This dramatic reduction in the CO2 sensitivity of catecholaminergic LC neurons during early development is reminiscent of a similar change in peripheral catecholaminergic cells, rat adrenal chromaffin cells (Muñoz-Cabello et al., 2005). In these cells, hypercapnia induced a marked release of catecholamines in over 60% of the cells from rats younger than P10. However, in adult rats (>P30) only 35% of the cells responded and those that responded had a substantially reduced release of catecholamines (Muñoz-Cabello et al., 2005). These data, together with those from LC neurons, suggest that in very young rats, hypercapnia will induce a substantial systemic catecholamine release as well as major activation of the main noradrenergic center in the brain. We suggest that this may serve as a simple form of ventilatory control in young neonates, increasing ventilation in response to hypercapnia due to catecholamine release both systemically and centrally. We would further suggest that during early development, this system weakens and is replaced by a more nuanced adult form of ventilatory control.
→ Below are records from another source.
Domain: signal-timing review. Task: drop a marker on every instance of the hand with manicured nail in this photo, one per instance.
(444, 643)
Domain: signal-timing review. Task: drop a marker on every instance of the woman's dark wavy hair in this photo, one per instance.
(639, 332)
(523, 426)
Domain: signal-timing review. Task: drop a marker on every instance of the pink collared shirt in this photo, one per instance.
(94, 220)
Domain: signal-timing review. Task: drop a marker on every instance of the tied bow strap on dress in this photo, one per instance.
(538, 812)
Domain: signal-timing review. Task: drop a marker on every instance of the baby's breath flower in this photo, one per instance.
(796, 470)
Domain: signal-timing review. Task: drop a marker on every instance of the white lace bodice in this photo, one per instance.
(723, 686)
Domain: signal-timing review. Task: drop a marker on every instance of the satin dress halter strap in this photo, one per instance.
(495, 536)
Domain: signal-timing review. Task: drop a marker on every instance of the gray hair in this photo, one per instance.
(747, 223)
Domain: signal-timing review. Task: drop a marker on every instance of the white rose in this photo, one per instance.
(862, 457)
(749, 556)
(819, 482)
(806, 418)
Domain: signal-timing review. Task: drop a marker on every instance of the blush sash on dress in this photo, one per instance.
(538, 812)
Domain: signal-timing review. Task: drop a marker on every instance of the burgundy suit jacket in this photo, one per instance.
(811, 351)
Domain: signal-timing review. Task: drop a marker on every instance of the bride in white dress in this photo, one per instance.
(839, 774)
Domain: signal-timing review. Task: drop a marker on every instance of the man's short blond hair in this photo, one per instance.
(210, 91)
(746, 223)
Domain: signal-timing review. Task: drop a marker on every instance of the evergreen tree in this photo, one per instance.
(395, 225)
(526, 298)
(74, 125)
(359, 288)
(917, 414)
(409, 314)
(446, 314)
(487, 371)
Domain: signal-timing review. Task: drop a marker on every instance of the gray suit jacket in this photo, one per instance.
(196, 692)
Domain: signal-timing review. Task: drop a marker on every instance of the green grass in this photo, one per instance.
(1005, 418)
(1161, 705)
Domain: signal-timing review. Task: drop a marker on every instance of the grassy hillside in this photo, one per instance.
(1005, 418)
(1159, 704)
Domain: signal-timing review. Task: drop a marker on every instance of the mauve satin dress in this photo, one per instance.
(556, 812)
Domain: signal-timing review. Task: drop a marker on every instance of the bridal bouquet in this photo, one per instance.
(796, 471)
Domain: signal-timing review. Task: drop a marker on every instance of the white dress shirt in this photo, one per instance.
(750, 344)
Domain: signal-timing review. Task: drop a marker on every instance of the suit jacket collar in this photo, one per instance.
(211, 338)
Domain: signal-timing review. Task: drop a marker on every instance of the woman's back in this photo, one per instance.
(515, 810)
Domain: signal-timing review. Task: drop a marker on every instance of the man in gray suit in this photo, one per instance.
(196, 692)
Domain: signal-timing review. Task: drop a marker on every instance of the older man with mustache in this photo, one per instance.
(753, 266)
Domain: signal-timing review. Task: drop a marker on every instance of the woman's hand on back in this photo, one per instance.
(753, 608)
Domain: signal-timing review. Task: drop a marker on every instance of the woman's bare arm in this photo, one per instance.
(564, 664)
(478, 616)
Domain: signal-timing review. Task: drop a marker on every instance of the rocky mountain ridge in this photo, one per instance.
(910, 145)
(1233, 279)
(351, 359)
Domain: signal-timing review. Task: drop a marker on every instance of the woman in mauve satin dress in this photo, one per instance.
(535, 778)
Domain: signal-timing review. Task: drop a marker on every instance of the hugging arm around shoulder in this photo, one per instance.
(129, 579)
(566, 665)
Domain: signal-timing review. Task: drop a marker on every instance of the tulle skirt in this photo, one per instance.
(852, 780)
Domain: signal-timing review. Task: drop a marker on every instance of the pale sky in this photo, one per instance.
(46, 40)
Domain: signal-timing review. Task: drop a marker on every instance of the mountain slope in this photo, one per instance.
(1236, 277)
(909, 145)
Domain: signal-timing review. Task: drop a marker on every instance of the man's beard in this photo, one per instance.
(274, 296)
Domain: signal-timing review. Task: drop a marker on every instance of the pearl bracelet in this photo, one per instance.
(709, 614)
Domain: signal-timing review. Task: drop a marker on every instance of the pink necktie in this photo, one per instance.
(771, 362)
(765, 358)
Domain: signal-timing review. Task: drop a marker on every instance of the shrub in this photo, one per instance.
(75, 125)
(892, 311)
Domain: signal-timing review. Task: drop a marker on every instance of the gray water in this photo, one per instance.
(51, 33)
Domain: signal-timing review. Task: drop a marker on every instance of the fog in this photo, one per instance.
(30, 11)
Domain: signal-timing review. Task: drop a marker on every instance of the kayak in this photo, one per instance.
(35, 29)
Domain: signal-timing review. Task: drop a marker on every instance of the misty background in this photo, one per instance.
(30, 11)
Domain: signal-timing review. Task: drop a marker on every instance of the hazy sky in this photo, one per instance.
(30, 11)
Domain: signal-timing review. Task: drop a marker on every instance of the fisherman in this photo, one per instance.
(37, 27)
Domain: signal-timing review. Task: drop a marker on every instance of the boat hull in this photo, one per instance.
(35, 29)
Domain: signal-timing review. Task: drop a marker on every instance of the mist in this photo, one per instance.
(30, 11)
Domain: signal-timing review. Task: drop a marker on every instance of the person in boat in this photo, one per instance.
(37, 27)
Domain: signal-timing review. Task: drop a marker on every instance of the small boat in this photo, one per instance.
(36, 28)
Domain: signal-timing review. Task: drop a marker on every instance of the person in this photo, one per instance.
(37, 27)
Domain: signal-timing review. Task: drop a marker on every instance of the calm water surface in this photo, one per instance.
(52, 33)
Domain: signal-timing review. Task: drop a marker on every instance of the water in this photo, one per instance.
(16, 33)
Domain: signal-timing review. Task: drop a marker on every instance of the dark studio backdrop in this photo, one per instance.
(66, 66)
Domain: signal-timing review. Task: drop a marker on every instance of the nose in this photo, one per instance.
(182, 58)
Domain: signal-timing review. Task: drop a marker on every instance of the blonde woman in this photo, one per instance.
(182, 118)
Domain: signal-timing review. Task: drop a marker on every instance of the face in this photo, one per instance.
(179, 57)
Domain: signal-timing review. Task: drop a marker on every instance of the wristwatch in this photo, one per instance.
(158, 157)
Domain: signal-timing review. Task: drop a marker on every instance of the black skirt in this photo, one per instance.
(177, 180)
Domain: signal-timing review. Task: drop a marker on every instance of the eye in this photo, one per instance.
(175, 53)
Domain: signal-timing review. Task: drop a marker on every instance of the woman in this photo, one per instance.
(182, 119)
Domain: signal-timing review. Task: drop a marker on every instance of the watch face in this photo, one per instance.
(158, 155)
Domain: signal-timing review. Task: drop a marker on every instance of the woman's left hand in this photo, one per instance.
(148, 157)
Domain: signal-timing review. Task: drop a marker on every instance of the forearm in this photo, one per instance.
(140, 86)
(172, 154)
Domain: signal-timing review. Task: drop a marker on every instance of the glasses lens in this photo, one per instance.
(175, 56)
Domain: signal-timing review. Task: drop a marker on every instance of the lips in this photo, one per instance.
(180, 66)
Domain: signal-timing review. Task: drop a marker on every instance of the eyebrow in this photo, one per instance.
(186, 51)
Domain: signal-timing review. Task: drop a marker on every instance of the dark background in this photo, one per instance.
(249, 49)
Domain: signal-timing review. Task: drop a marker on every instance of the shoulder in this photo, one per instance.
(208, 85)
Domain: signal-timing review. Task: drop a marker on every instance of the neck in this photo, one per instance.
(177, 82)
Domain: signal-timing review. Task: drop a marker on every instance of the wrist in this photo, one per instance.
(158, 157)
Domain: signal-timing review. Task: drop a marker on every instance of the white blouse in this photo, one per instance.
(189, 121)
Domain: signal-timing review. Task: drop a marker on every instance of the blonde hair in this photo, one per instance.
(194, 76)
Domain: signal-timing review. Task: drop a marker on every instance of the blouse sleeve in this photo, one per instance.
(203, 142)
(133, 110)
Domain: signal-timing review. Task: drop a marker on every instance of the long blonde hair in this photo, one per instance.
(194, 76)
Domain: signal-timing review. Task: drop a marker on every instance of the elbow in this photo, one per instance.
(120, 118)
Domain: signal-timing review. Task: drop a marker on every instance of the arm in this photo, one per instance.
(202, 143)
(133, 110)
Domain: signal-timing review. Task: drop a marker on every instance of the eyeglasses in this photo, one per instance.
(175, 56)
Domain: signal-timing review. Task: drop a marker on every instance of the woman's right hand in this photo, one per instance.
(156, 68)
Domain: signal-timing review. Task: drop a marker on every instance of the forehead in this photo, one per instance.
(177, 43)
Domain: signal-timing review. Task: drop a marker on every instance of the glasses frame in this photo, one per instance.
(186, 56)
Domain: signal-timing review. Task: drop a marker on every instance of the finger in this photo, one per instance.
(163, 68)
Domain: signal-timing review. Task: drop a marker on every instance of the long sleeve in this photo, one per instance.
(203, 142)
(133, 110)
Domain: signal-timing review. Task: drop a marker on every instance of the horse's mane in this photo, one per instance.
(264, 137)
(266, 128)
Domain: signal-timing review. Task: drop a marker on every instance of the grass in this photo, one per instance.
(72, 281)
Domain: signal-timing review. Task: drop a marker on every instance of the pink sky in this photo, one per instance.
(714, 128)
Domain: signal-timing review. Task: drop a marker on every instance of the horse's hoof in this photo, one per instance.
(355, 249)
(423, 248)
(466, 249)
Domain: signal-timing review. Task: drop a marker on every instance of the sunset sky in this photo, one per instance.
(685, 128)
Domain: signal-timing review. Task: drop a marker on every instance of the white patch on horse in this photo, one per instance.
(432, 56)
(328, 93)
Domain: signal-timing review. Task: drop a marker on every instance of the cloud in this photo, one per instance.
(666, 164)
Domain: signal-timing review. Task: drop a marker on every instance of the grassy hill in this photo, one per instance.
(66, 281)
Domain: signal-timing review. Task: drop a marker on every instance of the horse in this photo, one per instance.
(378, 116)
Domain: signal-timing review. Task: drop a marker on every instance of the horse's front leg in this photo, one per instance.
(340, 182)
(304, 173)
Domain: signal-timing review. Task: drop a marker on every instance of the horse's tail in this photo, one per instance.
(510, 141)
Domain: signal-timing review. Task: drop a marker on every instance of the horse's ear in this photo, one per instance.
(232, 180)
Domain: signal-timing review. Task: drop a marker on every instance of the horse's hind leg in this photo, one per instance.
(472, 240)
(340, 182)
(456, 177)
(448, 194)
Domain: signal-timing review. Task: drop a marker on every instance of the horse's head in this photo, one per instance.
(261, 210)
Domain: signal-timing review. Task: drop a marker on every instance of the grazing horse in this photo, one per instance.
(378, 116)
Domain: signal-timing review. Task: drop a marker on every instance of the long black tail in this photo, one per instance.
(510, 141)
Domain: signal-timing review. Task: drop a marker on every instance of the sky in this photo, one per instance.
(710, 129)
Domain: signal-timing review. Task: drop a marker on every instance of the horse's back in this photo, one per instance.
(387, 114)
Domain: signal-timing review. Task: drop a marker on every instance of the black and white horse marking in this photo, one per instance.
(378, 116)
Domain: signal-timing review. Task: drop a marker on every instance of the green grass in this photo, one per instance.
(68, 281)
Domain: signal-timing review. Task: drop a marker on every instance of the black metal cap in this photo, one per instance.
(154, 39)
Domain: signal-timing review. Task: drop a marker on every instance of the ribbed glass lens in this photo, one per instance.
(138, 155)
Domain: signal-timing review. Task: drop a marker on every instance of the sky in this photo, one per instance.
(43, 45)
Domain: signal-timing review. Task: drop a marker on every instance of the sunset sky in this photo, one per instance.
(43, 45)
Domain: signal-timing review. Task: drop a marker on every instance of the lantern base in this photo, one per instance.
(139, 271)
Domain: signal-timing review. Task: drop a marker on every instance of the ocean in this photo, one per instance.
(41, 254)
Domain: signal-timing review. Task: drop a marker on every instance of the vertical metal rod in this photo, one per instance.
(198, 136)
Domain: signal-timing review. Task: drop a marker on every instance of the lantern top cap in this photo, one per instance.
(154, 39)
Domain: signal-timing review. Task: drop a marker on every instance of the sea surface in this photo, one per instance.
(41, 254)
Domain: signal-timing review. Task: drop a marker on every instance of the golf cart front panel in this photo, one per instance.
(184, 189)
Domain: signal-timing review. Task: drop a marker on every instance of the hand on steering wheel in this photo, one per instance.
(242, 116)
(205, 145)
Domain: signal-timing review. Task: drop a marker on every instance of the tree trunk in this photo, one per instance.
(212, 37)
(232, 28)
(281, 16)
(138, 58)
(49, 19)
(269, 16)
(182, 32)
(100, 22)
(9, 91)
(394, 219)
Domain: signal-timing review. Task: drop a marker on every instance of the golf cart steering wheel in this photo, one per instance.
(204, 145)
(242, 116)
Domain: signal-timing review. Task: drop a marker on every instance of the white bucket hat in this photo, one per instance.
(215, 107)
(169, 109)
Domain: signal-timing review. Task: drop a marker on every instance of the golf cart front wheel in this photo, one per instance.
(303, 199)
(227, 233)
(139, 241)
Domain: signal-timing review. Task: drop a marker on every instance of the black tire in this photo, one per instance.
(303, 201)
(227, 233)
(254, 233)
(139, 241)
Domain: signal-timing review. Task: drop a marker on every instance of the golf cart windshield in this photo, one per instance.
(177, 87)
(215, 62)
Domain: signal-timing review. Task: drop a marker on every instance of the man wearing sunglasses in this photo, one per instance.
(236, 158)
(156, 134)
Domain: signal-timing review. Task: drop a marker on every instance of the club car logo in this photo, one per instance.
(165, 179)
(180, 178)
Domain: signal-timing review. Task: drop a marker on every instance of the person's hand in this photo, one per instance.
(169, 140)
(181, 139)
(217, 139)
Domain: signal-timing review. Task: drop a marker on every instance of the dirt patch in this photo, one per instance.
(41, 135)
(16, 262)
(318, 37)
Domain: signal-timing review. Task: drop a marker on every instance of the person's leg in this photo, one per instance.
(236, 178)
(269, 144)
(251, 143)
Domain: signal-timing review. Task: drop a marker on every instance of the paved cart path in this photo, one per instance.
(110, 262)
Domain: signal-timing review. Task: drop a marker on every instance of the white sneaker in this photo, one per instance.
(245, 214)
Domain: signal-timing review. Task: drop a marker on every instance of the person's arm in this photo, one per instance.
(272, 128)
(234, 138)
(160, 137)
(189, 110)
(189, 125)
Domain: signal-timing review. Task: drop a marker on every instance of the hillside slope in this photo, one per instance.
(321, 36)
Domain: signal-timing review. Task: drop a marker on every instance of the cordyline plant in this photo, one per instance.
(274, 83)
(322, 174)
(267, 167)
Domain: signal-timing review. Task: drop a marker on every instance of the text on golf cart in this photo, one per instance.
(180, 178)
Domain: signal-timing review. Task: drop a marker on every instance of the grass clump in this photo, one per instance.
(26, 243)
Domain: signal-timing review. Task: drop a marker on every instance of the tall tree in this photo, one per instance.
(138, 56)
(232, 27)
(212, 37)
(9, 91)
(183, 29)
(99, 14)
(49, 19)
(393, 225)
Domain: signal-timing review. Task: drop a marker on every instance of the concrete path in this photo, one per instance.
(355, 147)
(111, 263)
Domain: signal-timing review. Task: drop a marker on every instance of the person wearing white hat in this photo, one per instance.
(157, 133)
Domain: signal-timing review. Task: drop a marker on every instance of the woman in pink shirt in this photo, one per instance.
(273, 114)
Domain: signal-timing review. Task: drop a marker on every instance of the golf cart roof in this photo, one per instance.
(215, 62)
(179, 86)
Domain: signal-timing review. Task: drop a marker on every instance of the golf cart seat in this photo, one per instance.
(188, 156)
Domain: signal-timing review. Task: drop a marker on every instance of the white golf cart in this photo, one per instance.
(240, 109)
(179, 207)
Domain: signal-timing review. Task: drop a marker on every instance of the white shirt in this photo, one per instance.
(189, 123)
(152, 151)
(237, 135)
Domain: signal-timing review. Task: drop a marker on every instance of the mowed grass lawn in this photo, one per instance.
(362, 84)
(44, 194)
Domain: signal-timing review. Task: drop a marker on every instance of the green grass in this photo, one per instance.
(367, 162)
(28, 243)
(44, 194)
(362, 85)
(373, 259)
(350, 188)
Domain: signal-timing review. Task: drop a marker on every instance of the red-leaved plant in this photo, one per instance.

The possibility of a neonatal form of ventilatory control that is distinct from mature, fully developed respiratory control has been suggested previously (Stunden et al., 2001; Putnam et al., 2005) but is controversial (Davis et al., 2006). Stunden et al. (2001) reported a marked ventilatory increase to inspired CO2 that was most clear in very young rats (P0-3) but then waned during the first week of life, with an increase in the ventilatory response to inspired CO2 re-appearing after age P10. The authors suggested the ventilatory response in young neonates was due to “neonatal” central chemosensitivity while the response in older rats was due to an “adult” form of central chemosensitivity. During the transition period (around P7 to P10) there was a very low ventilatory response to inspired CO2. A similar response, although with a much smaller “neonatal” hypercapnic ventilatory increase in ventilation, was seen by Serra et al. (2001). Further suggesting a distinct neonatal response to hypercapnia, Wickström et al. (2002) showed in very young neonates (P2-4) that inspired CO2 resulted in a marked increase in respiratory frequency while in older neonates (>P8) this response was reduced and ventilation largely increased due to increased tidal volume. It was once again suggested that central chemosensitivity appears to show marked developmental changes during the first 10 days of life in rats. Finally, the presence of a neonatal form of chemosensitivity early after birth is suggested by the findings of embryonic (~E20) respiratory activity in rats whose frequency is reduced by decreased CO2 and whose activity is modulated by pontine adrenergic input, although this modulation is inhibitory (Di Pasquale et al., 1992). This activity is similar to activity in young neonates but these authors state that “…the fetal respiratory network might be affected by cell migration, differentiation and death; so the fetal network could be replaced during development by a different one…” (Di Pasquale et al., 1992). In fact, a shift in the respiratory network has been observed in rats between ages P0-1 and P2-4 (Oku et al., 2007). The idea of a shift in the respiratory network early in postnatal development is in essence what we are proposing here with respect to central chemosensitivity, with LC neurons playing a part in the early network (“neonatal” or “fetal”) and having a reduced role in the later network (“adult”).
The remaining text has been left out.